Já a advogada da União Grace Maria Fernandes Mendonça defendeu que uma sociedade justa e solidária não se constrói pela exclusão ou pelo tratamento desigual. "A livre iniciativa que se invoca não é plena. Não há aqui violação ou risco em relação a propriedade privada e cumprimento de sua função social", disse. A legislação não exclui escolas especializadas, segundo Grace, apenas abre as portas das escolas privadas.
Em seu voto, o relator do caso, ministro Edson Fachin, negou o pedido da Confenen. Segundo ele, as instituições privadas de ensino exercem legítima atividade econômica e devem se adaptar para acolher as pessoas com deficiência. Caso o pedido da entidade fosse concedido, correria-se o risco de criar um "odioso privilégio" a instituições particulares de ensino, segundo Fachin, porque oficializaria a discriminação. "À escola não é dado escolher, segregar, separar. Seu dever é ensinar, conviver", afirmou.
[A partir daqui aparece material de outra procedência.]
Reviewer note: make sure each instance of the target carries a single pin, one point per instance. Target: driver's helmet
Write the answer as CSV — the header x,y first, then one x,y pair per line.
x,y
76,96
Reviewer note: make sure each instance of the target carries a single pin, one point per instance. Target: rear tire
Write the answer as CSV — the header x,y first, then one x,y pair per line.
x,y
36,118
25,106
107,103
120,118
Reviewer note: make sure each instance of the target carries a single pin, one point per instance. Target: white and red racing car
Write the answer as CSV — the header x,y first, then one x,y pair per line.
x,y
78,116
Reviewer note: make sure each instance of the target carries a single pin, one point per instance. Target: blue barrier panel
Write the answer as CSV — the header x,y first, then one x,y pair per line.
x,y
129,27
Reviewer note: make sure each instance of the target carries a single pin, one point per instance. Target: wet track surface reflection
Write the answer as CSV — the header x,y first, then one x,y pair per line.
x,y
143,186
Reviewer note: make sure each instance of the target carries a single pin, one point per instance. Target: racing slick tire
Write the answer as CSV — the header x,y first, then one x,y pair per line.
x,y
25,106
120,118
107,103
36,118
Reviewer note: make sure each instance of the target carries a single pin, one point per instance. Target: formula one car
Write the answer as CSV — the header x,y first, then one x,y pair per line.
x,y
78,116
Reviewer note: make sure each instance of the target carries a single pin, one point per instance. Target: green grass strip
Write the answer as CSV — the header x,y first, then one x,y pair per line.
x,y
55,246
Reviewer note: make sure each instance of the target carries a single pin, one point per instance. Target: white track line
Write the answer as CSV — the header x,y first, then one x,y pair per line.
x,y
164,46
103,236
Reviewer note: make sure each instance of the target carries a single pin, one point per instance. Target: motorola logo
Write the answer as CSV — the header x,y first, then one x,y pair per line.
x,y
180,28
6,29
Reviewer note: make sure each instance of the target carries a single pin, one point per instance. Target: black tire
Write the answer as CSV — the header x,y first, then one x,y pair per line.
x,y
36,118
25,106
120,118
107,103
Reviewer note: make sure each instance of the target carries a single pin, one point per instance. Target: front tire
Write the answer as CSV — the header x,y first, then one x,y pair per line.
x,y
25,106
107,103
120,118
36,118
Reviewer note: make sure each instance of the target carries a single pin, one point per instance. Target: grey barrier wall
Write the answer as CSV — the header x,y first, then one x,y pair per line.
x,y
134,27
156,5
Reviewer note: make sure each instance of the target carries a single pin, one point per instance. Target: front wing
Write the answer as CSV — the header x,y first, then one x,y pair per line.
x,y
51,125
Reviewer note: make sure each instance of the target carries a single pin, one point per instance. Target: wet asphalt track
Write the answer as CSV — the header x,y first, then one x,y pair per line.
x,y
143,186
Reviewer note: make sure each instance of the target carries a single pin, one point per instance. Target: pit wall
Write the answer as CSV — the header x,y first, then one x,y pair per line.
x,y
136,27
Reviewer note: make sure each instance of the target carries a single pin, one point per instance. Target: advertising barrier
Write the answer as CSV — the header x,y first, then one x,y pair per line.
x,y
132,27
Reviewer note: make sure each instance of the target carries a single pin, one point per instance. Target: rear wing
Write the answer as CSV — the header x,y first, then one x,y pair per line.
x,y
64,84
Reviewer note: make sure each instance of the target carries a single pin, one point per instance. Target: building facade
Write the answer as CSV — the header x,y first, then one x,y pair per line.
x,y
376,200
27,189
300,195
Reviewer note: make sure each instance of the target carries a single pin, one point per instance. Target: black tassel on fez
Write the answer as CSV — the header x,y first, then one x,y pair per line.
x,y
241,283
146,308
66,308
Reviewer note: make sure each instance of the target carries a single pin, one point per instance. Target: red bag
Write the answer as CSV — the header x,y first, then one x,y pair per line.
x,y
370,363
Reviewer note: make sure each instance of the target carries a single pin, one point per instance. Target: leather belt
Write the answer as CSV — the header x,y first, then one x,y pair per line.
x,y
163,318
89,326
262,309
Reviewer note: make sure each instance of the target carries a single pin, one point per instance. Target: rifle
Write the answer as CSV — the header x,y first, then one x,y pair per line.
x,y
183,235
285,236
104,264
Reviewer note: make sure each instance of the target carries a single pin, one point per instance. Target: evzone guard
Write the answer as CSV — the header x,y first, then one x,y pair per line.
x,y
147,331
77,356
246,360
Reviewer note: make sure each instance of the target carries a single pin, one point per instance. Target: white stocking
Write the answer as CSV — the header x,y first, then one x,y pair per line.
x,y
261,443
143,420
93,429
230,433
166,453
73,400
Para o ministro Ricardo Lewandowski, está superada a ideia de que os direitos fundamentais constituem apenas uma obrigação do Estado. "Eles também devem ser observados nas relações privadas", disse. De acordo com o presidente do Supremo, as escolas privadas devem respeitar a inclusão social.
O mérito, segundo afirmou o ministro Gilmar Mendes, é indiscutível no caso, mas é necessário pensar na efetividade da implementação de uma mudança significativa sem uma cláusula de transição. "Muitas das exigências aqui impostas dificilmente poderão ser atendidas de imediato e certamente vão gerar polêmicas que ficarão pelas instâncias ordinárias", disse.
Apesar do registro, Gilmar Mendes acompanhou o voto do relator. "Nós que muitas vezes criticamos o Congresso Nacional, devemos reconhecer um diploma como esse, que efetiva direitos de minorias tão fragilizadas", afirmou o ministro.
Somente o ministro Marco Aurélio Mello ficou vencido no julgamento, parcialmente. Para o magistrado, o Estado não pode "cumprimentar com o chapéu alheio" e compelir a iniciativa privada a fazer o que ele não faz.
No voto, Marco Aurélio listou os diversos deveres que a lei impõe, desde acessibilidade na escola até oferta de profissionais de apoio escolar. "Há leis que são editadas talvez para dar uma esperança vã à sociedade, impossível de frutificar. São editadas no campo do faz de conta", afirmou. O ministro Celso de Mello não participou do julgamento.